Chicken Core: The Rise of Kings Chicken Core: The Rise of Kings

Animation: The View from Nigeria

When an animated film is submitted from Nigeria, I sit up and take notice. That’s because it doesn’t happen often. In fact, it never happens. While Nigeria has a robust live-action film scene—so much so that its film community has earned the nickname Nollywood—animation has never figured into the country’s creative culture. That’s changing, however.

Earlier this year, I posted about a Nigerian children’s show called Bino and Fino. More recently, I received a submission for the animated short Chicken Core: The Rise of Kings directed by Oricha Aliyu. An extended version of the short was released a couple days ago:

The short is a remarkable accomplishment when one recognizes that the artists who made the film are self-taught and that they are creating cartoons in a country with no history of animation production. They are the pioneers who are building their country’s animation industry from the ground-up.

The studio responsible for Chicken Core is Sporedust Media.
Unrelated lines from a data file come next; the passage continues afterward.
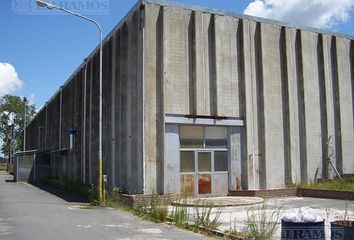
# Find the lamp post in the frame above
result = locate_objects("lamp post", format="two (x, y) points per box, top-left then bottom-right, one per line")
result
(23, 97), (27, 151)
(36, 0), (103, 204)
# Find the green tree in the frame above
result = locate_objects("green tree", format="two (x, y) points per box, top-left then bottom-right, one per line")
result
(0, 95), (35, 161)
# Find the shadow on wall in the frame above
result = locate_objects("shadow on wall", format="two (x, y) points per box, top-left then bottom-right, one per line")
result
(14, 152), (51, 183)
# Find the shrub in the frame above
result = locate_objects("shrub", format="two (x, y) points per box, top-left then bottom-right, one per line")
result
(170, 199), (189, 227)
(193, 200), (221, 230)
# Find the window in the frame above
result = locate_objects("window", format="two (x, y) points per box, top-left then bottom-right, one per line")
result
(180, 126), (203, 148)
(205, 127), (227, 148)
(180, 151), (195, 172)
(198, 152), (211, 172)
(180, 126), (227, 149)
(214, 151), (228, 172)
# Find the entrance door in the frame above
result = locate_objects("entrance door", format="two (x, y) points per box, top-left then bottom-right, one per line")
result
(196, 151), (212, 195)
(180, 126), (229, 196)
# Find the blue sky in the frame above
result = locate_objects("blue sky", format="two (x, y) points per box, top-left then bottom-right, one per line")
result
(0, 0), (354, 108)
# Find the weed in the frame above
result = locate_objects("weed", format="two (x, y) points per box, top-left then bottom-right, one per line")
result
(296, 178), (354, 191)
(134, 192), (168, 222)
(193, 200), (221, 230)
(169, 198), (189, 227)
(245, 204), (281, 240)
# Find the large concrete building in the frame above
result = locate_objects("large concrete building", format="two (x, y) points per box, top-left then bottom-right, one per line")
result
(22, 0), (354, 195)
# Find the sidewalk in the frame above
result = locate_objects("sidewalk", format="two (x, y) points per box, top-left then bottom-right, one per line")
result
(0, 172), (207, 240)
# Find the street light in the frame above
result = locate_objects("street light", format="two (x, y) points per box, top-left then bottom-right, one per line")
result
(36, 0), (102, 203)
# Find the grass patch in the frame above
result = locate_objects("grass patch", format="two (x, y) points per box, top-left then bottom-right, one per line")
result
(296, 178), (354, 192)
(193, 200), (221, 230)
(135, 193), (168, 223)
(169, 199), (189, 228)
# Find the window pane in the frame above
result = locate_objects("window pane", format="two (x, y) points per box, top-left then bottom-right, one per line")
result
(205, 127), (227, 148)
(180, 126), (203, 148)
(198, 152), (211, 172)
(181, 151), (195, 172)
(181, 174), (195, 196)
(214, 151), (228, 171)
(198, 174), (211, 194)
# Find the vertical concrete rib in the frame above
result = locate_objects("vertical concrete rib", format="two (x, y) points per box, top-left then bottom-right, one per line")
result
(109, 33), (118, 187)
(254, 22), (267, 189)
(143, 4), (164, 194)
(317, 34), (328, 177)
(259, 23), (286, 188)
(120, 23), (130, 191)
(214, 15), (240, 117)
(208, 15), (217, 115)
(128, 11), (142, 193)
(87, 58), (94, 184)
(243, 19), (259, 189)
(349, 40), (354, 137)
(188, 11), (197, 114)
(114, 28), (124, 187)
(301, 31), (322, 181)
(279, 27), (293, 185)
(295, 30), (307, 182)
(336, 37), (354, 174)
(331, 36), (343, 173)
(194, 11), (212, 115)
(158, 8), (165, 193)
(236, 19), (248, 189)
(163, 7), (191, 114)
(322, 35), (336, 177)
(236, 19), (246, 118)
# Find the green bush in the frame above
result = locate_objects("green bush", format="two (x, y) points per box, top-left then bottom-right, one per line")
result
(193, 200), (221, 230)
(169, 198), (189, 227)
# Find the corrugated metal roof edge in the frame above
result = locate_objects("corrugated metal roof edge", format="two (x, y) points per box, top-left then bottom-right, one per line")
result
(142, 0), (354, 40)
(27, 0), (354, 126)
(26, 0), (143, 126)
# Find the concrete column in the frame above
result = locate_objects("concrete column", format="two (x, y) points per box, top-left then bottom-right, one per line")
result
(243, 20), (259, 189)
(300, 31), (322, 182)
(194, 12), (211, 115)
(215, 15), (240, 117)
(336, 38), (354, 173)
(285, 28), (301, 183)
(323, 35), (336, 177)
(163, 7), (192, 114)
(163, 124), (181, 194)
(259, 23), (285, 188)
(143, 4), (165, 194)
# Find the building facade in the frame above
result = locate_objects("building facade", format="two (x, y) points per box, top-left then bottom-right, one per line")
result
(22, 0), (354, 196)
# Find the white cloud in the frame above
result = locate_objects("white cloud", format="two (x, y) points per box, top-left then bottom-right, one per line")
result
(0, 63), (23, 96)
(244, 0), (354, 28)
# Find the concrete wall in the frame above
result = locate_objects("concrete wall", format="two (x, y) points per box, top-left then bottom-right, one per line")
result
(26, 5), (144, 193)
(26, 0), (354, 193)
(144, 1), (354, 189)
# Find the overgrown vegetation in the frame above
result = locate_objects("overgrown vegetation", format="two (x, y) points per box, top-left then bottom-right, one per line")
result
(135, 193), (168, 222)
(169, 198), (189, 228)
(0, 95), (35, 163)
(193, 200), (221, 230)
(294, 178), (354, 192)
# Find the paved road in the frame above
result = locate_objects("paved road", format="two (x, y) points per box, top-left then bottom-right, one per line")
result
(0, 172), (210, 240)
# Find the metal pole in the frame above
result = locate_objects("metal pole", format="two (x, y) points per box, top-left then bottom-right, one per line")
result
(36, 0), (103, 204)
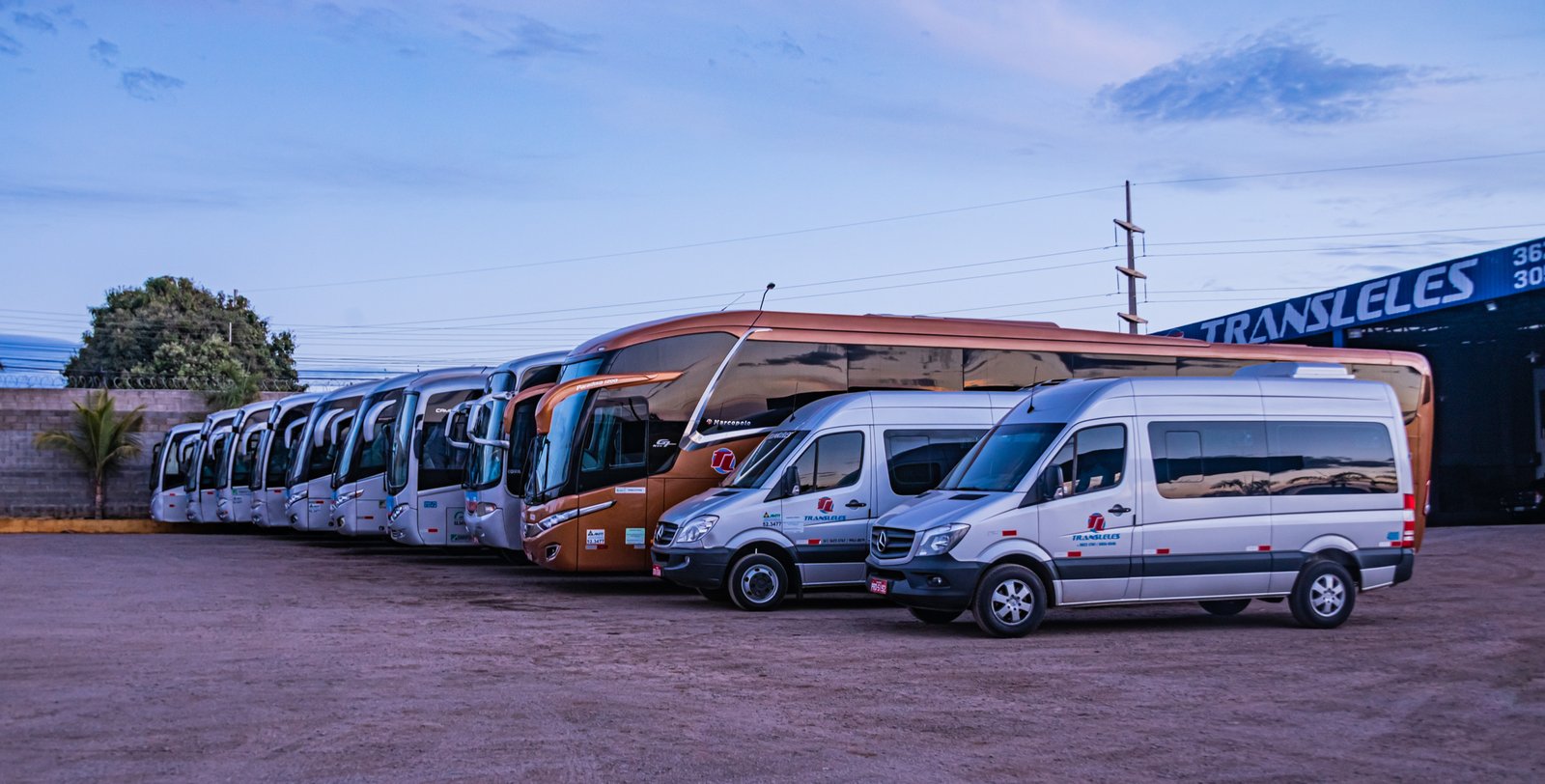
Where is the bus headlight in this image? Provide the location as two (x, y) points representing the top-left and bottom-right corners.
(674, 514), (718, 545)
(917, 523), (970, 555)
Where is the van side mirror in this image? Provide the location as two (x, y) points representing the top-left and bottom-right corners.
(1022, 466), (1063, 506)
(768, 466), (799, 500)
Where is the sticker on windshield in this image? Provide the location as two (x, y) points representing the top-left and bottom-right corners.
(709, 448), (736, 474)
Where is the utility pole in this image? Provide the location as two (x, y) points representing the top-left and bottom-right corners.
(1115, 181), (1148, 335)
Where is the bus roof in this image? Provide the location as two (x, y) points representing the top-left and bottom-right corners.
(569, 310), (1431, 375)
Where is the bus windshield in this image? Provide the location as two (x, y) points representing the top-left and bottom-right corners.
(728, 431), (809, 490)
(527, 332), (736, 505)
(940, 423), (1066, 492)
(332, 389), (402, 488)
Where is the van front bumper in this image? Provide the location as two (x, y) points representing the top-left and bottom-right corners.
(868, 555), (981, 609)
(649, 547), (734, 590)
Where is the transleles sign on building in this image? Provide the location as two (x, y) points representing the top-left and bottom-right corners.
(1162, 239), (1545, 343)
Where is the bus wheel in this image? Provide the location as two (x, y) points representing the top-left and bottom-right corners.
(1202, 599), (1250, 617)
(971, 563), (1046, 637)
(729, 552), (788, 611)
(1287, 560), (1357, 629)
(907, 606), (964, 624)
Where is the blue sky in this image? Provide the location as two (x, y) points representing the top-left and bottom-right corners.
(0, 0), (1545, 379)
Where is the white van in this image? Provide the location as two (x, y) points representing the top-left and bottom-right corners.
(651, 392), (1025, 609)
(868, 364), (1416, 636)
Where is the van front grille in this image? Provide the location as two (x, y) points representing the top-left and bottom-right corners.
(655, 521), (682, 546)
(870, 526), (917, 559)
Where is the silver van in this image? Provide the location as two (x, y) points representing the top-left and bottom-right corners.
(651, 392), (1025, 609)
(868, 363), (1416, 636)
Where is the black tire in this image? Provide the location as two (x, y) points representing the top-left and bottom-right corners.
(971, 563), (1046, 637)
(1202, 599), (1250, 617)
(726, 552), (788, 613)
(1287, 560), (1357, 629)
(907, 606), (964, 624)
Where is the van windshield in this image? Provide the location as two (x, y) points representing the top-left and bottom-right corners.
(940, 423), (1066, 492)
(728, 431), (809, 490)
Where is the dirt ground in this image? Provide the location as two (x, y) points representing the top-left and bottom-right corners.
(0, 526), (1545, 781)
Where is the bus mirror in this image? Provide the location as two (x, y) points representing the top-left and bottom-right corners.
(360, 400), (397, 434)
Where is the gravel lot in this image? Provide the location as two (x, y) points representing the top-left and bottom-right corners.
(0, 526), (1545, 781)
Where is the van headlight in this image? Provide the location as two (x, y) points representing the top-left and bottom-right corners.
(917, 523), (970, 555)
(674, 514), (718, 545)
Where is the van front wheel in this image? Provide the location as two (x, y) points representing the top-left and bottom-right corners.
(971, 563), (1046, 637)
(729, 552), (788, 611)
(1287, 560), (1357, 629)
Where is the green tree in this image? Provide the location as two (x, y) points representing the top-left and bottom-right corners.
(33, 389), (145, 520)
(65, 276), (299, 407)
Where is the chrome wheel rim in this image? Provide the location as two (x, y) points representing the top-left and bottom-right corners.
(1308, 574), (1347, 617)
(740, 563), (777, 605)
(992, 577), (1035, 624)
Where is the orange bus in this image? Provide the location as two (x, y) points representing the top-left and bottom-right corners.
(520, 310), (1434, 571)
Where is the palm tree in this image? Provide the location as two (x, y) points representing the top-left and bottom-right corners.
(33, 389), (145, 520)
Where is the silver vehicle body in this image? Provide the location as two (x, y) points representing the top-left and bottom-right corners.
(654, 392), (1025, 592)
(284, 381), (380, 531)
(150, 421), (204, 523)
(868, 363), (1416, 629)
(386, 369), (489, 546)
(327, 367), (481, 536)
(214, 400), (273, 523)
(453, 351), (567, 557)
(249, 392), (322, 528)
(183, 409), (239, 523)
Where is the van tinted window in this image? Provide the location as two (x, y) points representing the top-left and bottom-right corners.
(1049, 425), (1126, 498)
(1148, 421), (1398, 498)
(794, 433), (863, 495)
(1148, 421), (1269, 498)
(885, 429), (987, 495)
(1269, 421), (1398, 495)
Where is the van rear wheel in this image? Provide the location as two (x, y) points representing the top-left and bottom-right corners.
(907, 606), (964, 624)
(971, 563), (1046, 637)
(729, 552), (788, 613)
(1287, 560), (1357, 629)
(1202, 599), (1250, 617)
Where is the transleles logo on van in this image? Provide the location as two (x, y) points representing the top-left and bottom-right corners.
(708, 448), (736, 474)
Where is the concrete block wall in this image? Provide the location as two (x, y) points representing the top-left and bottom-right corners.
(0, 389), (284, 517)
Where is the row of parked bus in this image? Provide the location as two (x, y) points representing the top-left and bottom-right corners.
(152, 312), (1432, 634)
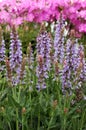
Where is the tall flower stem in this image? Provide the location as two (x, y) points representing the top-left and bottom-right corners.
(16, 108), (19, 130)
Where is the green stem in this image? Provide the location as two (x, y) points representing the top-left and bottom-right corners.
(37, 108), (40, 130)
(16, 108), (19, 130)
(22, 113), (24, 130)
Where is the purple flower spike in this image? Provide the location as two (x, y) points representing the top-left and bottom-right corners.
(10, 30), (22, 85)
(37, 25), (51, 78)
(36, 55), (46, 90)
(54, 17), (65, 63)
(0, 38), (5, 72)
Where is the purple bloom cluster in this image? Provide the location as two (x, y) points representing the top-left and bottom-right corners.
(36, 29), (51, 88)
(61, 39), (86, 92)
(54, 16), (65, 63)
(10, 30), (22, 84)
(36, 55), (46, 90)
(37, 27), (51, 78)
(0, 37), (5, 71)
(27, 43), (34, 70)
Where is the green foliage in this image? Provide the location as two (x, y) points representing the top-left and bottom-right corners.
(0, 68), (86, 130)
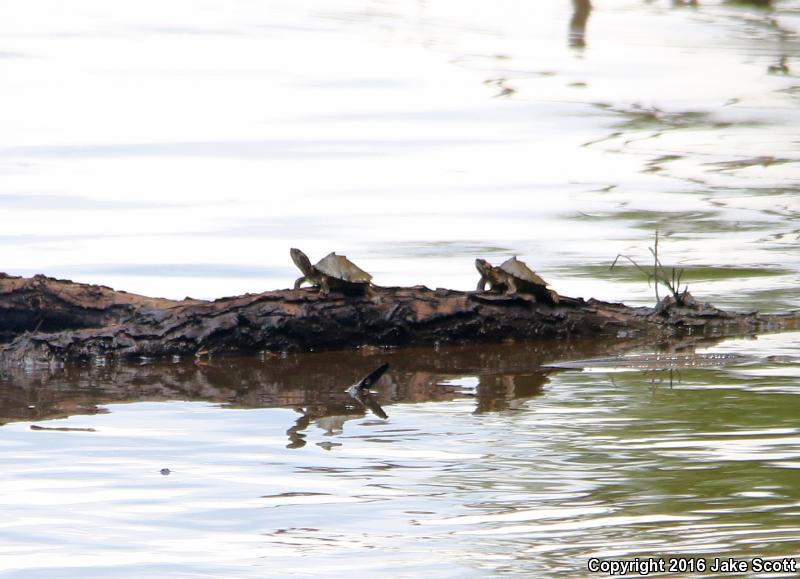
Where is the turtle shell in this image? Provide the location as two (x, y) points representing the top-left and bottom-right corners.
(314, 253), (372, 283)
(500, 256), (547, 286)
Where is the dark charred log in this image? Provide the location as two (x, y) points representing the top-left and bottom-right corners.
(0, 276), (800, 365)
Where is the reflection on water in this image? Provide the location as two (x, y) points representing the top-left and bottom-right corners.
(0, 333), (800, 577)
(0, 0), (800, 578)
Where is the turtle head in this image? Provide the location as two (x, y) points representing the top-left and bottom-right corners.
(475, 258), (492, 278)
(289, 247), (314, 276)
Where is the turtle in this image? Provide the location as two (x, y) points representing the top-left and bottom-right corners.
(475, 255), (560, 305)
(289, 247), (372, 297)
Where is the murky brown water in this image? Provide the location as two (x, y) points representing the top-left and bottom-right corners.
(0, 0), (800, 577)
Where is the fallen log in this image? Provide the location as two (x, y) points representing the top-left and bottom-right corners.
(0, 274), (800, 365)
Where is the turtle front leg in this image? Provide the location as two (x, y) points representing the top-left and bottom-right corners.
(506, 276), (517, 294)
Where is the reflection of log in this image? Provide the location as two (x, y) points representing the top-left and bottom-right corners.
(0, 276), (800, 364)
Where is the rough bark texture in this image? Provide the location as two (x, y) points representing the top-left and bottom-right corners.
(0, 276), (800, 365)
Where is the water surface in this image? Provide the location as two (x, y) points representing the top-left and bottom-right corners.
(0, 0), (800, 577)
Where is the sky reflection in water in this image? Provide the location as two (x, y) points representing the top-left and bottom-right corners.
(0, 0), (800, 577)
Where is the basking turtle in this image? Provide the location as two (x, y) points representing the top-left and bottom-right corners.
(475, 256), (559, 305)
(289, 247), (372, 296)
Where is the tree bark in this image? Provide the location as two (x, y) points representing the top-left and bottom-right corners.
(0, 274), (800, 365)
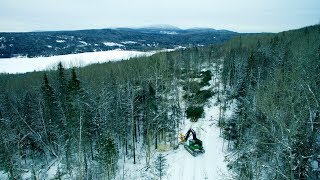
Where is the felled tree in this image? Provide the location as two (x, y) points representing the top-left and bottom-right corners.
(186, 106), (204, 122)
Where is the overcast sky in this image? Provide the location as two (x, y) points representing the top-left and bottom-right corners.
(0, 0), (320, 32)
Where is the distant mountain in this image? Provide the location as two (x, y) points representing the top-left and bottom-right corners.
(0, 25), (238, 58)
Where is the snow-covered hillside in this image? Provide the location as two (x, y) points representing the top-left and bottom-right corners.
(0, 50), (156, 73)
(116, 65), (234, 180)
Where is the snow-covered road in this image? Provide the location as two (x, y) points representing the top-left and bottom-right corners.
(166, 98), (230, 180)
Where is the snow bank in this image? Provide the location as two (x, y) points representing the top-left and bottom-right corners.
(0, 50), (156, 73)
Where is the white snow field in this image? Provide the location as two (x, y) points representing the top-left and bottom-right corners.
(0, 50), (156, 74)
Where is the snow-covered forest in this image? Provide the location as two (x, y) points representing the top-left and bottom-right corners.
(0, 25), (320, 180)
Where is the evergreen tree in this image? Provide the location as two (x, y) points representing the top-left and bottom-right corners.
(98, 133), (118, 180)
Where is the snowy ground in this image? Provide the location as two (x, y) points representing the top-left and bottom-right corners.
(116, 66), (234, 180)
(0, 50), (156, 73)
(167, 98), (230, 180)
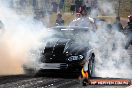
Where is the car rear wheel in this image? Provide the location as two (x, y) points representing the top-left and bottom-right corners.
(88, 56), (95, 77)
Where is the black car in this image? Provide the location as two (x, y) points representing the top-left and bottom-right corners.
(23, 26), (95, 76)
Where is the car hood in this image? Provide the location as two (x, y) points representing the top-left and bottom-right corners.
(46, 38), (89, 56)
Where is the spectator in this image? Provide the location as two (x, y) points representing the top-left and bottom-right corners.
(113, 17), (123, 32)
(84, 0), (92, 13)
(75, 0), (83, 12)
(125, 15), (132, 49)
(52, 1), (58, 12)
(70, 0), (75, 14)
(56, 13), (64, 26)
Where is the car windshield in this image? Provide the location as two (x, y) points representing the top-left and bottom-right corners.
(51, 26), (89, 39)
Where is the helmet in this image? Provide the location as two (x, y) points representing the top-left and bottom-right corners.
(128, 14), (132, 21)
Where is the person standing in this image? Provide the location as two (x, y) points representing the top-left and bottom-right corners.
(70, 0), (75, 14)
(55, 13), (64, 26)
(59, 0), (65, 12)
(84, 0), (92, 13)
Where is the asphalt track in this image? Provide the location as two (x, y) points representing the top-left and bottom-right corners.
(0, 46), (132, 88)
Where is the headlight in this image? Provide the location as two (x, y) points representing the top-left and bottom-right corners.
(67, 55), (83, 61)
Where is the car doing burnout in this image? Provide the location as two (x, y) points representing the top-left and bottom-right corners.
(22, 26), (95, 76)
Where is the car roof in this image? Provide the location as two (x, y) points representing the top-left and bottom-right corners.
(51, 26), (89, 30)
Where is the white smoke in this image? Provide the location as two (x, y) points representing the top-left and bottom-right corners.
(0, 0), (52, 75)
(70, 0), (132, 78)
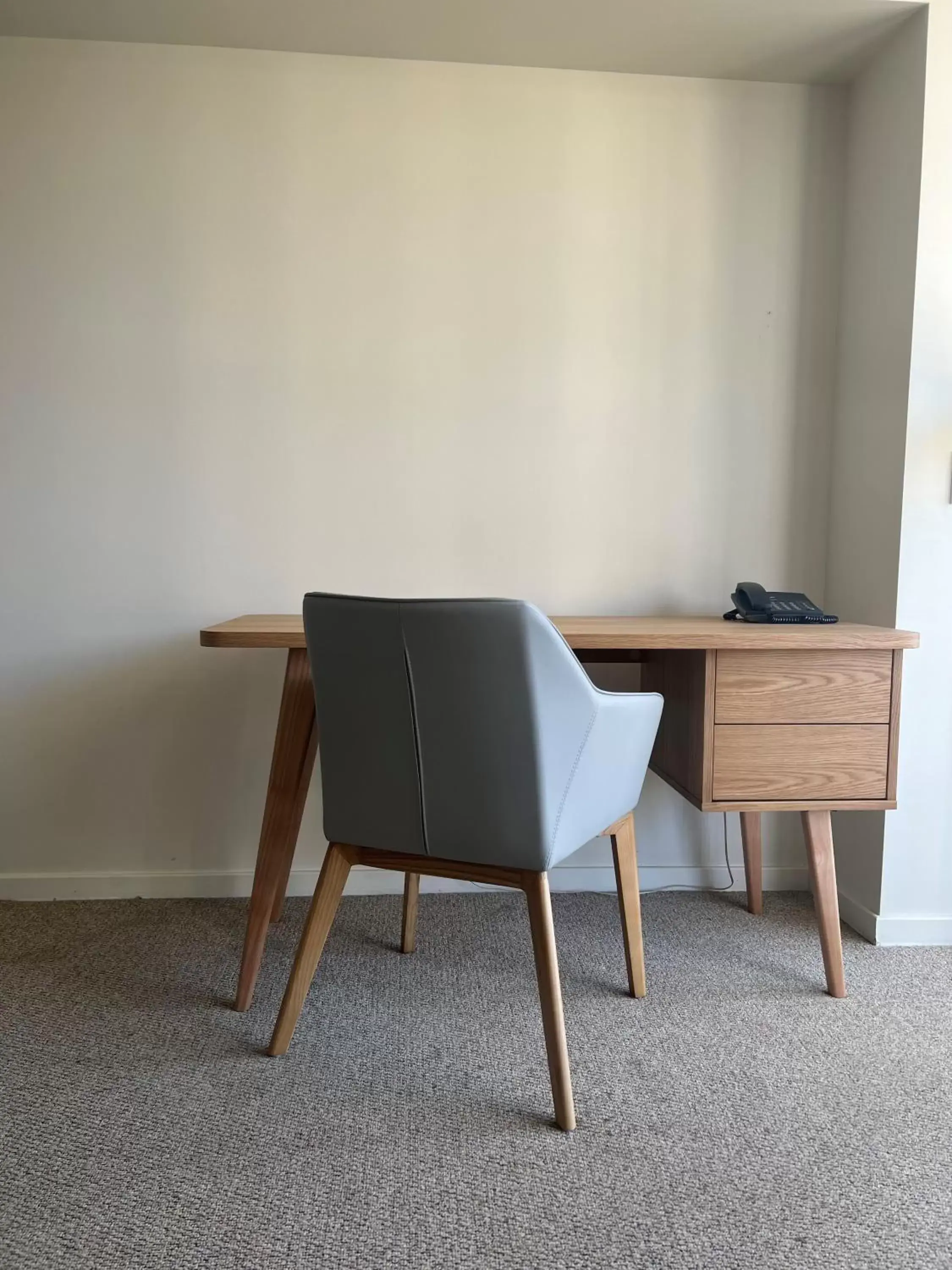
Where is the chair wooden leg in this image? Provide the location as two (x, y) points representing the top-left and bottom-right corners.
(235, 648), (317, 1010)
(740, 812), (764, 914)
(801, 812), (847, 997)
(523, 872), (575, 1129)
(268, 842), (350, 1057)
(612, 813), (647, 997)
(400, 872), (420, 952)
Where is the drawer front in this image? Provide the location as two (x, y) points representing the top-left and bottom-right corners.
(715, 649), (892, 723)
(712, 724), (890, 801)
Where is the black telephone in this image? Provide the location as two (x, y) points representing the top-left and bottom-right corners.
(724, 582), (839, 622)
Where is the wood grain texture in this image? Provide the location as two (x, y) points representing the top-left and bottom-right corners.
(268, 842), (353, 1058)
(886, 649), (902, 799)
(713, 724), (889, 801)
(715, 649), (892, 723)
(641, 649), (708, 800)
(701, 648), (717, 801)
(523, 872), (575, 1129)
(201, 613), (919, 649)
(400, 872), (420, 952)
(235, 649), (317, 1010)
(803, 812), (847, 997)
(612, 812), (647, 997)
(740, 812), (764, 917)
(272, 718), (320, 922)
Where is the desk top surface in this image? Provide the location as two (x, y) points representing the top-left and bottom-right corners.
(201, 613), (919, 650)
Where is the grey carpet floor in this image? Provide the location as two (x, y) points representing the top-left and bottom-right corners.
(0, 893), (952, 1270)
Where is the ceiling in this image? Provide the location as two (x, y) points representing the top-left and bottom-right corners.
(0, 0), (922, 83)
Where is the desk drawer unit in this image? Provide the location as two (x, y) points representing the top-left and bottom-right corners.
(711, 649), (894, 801)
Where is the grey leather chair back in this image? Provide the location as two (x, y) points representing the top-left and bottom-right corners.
(305, 593), (660, 870)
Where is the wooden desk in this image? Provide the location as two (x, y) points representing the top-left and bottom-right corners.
(201, 613), (919, 1010)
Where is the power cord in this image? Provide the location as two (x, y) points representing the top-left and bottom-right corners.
(641, 812), (734, 895)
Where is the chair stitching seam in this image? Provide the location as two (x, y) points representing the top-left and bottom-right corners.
(397, 605), (430, 855)
(546, 706), (598, 865)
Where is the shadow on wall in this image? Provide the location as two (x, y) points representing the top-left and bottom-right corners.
(0, 634), (324, 874)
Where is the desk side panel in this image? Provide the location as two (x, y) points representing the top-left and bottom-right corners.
(641, 649), (713, 806)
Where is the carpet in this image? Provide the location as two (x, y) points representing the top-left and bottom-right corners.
(0, 893), (952, 1270)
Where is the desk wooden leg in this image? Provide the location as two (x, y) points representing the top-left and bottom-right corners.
(235, 648), (317, 1010)
(740, 812), (764, 913)
(611, 812), (647, 997)
(272, 719), (320, 922)
(801, 812), (847, 997)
The company’s CEO Shina Ajulo spoke last month at TEDxVictoriaIsland about how he became interested in animation and decided to start a company with his friends:

I reached out to Sporedust and asked if they could tell me more about their studio and the general state of the animation scene in Nigeria. They responded with the following:

Sporedust Media is based in Lagos, Nigeria and began producing animation under the Sporedust brand in May 2012. We are still growing and currently have twenty-five personnel including animators, script writers, background artists, music composers/sound engineers, inkers, app game developers, marketing, strategy, finance and accounting. Some of our staff overlap especially across animation and inking. And one of our script writers plays several roles in voice direction, storyboard development and backgrounds.

As you rightly mentioned, there is little info about animation in Nigeria as the industry is practically non-existent. There are tiny silos of animators, but with little funding to meet animation standards, these groups create short clips and never really grow to their full potential. Without an industry, it’s hard to place a finger on animation schools. We’ve heard of a few but we aren’t certain of their capacity or content.

Our animators are self-taught. Our skills were built through observing styles of different animation cultures including Disney from the US and anime from Japan. Additional skills were amassed through tutorials online. But with true love for animation, we grab onto any learning opportunity we can, understand the fundamentals of weight and balance and attune ourselves to animation technology. We used Toon Boom software for Chicken Core: The Rise of Kings.

Interestingly, there is a huge animation community in Nigeria comprised of animation lovers and gamers. You see them at anime swap meetings or gaming tournaments; the latter is periodically organized by our marketing arm. However, this group feeds off foreign content. The love for indigenous creations is greatly supported when short clips like ours are released with numerous positive reviews cheering our cause. But with little backing from a broader industry, there is little continuity.

Regarding animation producers, it is difficult to say from our viewpoint. We know there are skilled animators within the region but there is no solid community aligning our collective ideas. Nevertheless, we are highly optimistic in our goals to “animate the future” and with continued support, we will move beyond these obstacles.

As their letter makes clear, Nigeria’s animation industry won’t pop up overnight. There are countless industry-specific issues to contend with ranging from animation education to widespread availability of digital technology to institutional support for the artform before Nigeria can have a robust animation scene. Nevertheless, it’s exciting to see shorts like C‪hicken Core: The Rise of Kings‬ and TV series like Bino and Fino. If not the first pieces of animation from Nigeria, these projects represent the birth of the animation industry in one of the world’s most populous countries, and it’s only going to grow from this point forward.